A diferentes velocidades.

Karma É’21 – Dia 2: da necessidade de improvisar

Fotografia: Rafael Farias
Publicado a: 04/09/2021

No segundo dia de Karma É o destaque foi para as sonoridades jazz (e aproximações) em português: dos Club Makumba, que nos trouxeram ao vivo o seu próximo projecto, a editar em Janeiro de 2022, até YAKUZA, o grupo português que editou em 2020 AILERON, e que garantiu, entre outras coisas, breaks de bateria à luz das velas.

Mas foi o conjunto liderado por João Doce e Tó Trips que protagonizou o ponto alto do festival, até agora, levando cerca de 120 pessoas à mata do Fontelo, em Viseu, ao cair da noite. O concerto abriu com sons quase “baleiescos” presentes na introdução de “Migratória”, que deixou imediatamente perceber a complexidade da secção de percussão da banda, entregue a Doce. Com uma chapa de metal foi possível recriar o som da água do mar enquanto Gonçalo Prazeres, no saxofone, convocava todos os apreciadores de animais marinhos da região para o festival.

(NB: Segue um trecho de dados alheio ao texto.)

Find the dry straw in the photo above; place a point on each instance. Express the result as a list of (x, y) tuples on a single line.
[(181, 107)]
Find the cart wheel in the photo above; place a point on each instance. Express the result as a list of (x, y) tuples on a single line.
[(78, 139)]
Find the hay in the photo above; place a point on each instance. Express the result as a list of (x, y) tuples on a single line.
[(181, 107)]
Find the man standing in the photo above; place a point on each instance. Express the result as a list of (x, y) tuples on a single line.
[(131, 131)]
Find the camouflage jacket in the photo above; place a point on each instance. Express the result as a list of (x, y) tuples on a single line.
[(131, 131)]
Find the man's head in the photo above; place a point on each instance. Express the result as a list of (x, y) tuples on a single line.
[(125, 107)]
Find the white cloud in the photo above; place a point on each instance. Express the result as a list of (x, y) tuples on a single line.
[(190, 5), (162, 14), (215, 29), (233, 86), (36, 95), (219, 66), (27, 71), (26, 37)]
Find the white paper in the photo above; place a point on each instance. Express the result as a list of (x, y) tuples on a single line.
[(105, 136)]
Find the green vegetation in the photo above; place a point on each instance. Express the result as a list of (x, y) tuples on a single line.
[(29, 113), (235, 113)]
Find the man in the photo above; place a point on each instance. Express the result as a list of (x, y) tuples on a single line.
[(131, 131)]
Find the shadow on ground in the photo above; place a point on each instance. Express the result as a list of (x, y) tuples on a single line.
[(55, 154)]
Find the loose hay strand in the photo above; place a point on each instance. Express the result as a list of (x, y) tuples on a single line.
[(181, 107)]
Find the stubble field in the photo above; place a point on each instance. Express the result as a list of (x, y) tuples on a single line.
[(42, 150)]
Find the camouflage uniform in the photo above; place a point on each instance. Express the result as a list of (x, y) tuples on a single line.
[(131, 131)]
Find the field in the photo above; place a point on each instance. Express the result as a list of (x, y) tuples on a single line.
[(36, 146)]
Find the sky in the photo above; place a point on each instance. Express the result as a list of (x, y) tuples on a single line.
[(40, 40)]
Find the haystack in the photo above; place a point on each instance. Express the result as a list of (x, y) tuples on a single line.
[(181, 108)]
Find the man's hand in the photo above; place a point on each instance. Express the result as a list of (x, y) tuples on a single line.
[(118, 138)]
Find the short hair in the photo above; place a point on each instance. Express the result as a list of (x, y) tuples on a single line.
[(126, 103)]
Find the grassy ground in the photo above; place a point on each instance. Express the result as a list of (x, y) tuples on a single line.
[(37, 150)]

Mas a calmaria dura pouco num concerto de Clube Makumba, seja pela energia dos protagonistas (que têm em João Doce a verdadeira alma) ou porque a música assim o exige, e “Med Swing”, o segundo tema da noite, provocou os primeiros bater de pé. Daí em diante, Club Makuma cingiu-se às novas criações (ainda por editar) e proporcionou grandes momentos ao som de “Jimmy Habib” – uma música sobre “aquela vez em que Jimmy Hendrix foi a Marrocos”, brincou Prazeres -, e “Crazy Lizard”, ambos temas mais mexidos (e a última chega mesmo a ser pesada), que provocaram algumas gotas de suor na testa do membro dos Dead Combo.

Para além de um set comum, o percussionista chegou a pegar numa variedade de maracas e a tocar tambores, címbalos e congas para dar, lá está, alma ao conjunto. O grupo mistura ainda fortes influências de jazz através do contrabaixo de Gonçalo Leonardo e do saxofone de Gonçalo Prazeres, com a guitarra densa e, por vezes, frenética de Tó Trips que, sem desprazer, traz nostalgia para o grupo que se despede em definitivo nos últimos dias de 2021.

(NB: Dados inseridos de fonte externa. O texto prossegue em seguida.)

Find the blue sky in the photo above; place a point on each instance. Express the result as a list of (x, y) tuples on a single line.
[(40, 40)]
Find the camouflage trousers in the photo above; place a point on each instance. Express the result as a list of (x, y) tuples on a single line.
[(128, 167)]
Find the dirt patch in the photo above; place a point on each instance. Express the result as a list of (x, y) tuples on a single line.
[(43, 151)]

Apesar de Club Makumba ter reunido a maior plateia, a de YAKUZA era, sem dúvida, a mais fiel, e, nem quando as luzes da Mata do Fontelo se apagaram, abandonaram o concerto mais frenético do festival. Talvez pelo frio que se fazia sentir e que pedia que se abanasse o pé, talvez pelo culto de que o grupo é já alvo.

O concerto em Viseu será um que a banda não vai esquecer tão depressa, depois de uma falha de energia que deixou o baterista Alexandre Moniz (Galgo) entregue a si mesmo e sem qualquer apoio do resto da banda. E como um verdadeiro artista, mesmo sem luzes, improvisou ao som das palmas que o apagão provocou também no público.

Daí por diante, foi sempre a subir. A falha de energia acabou por ter um efeito colateral e despertar o público. Alguns (poucos) espectadores abandonaram o recinto: quem ficou, ficou em família. Com um sentimento diferente do de antes, o público começou a mexer-se mais na cadeira e acompanhar o ritmo com palmas (quando dava). E parece quase certo dizer que até a banda começou a tocar com mais vontade.

Não é difícil descrever a que soa a música dos YAKUZA, mas é mais complicado atribuir-lhe rótulos e, por isso, nunca fica mal dizer que é jazz. Mas as referências são muitas e vão daí até à musica electrónica graças aos, pelo menos, cinco teclados presentes em palco – a maioria a cargo de Afonso Serro. Já a guitarra de Pedro Ferreira, que usa mais pedais que cordas, parece vir do espaço, enquanto a bateria forte nos címbalos de Alexandre Moniz e o baixo sempre a tempo de AFTA3000 nos transmitem sonoridades mais próximas do estilo-mãe. À mistura, há ainda muitas máquinas e luzes a piscar.

O ponto alto do concerto foi o tema mais popular da banda. “TUNING” caiu nas boas graças do público e disputa o momento mais forte da noite com os breaks de bateria à luz das velas.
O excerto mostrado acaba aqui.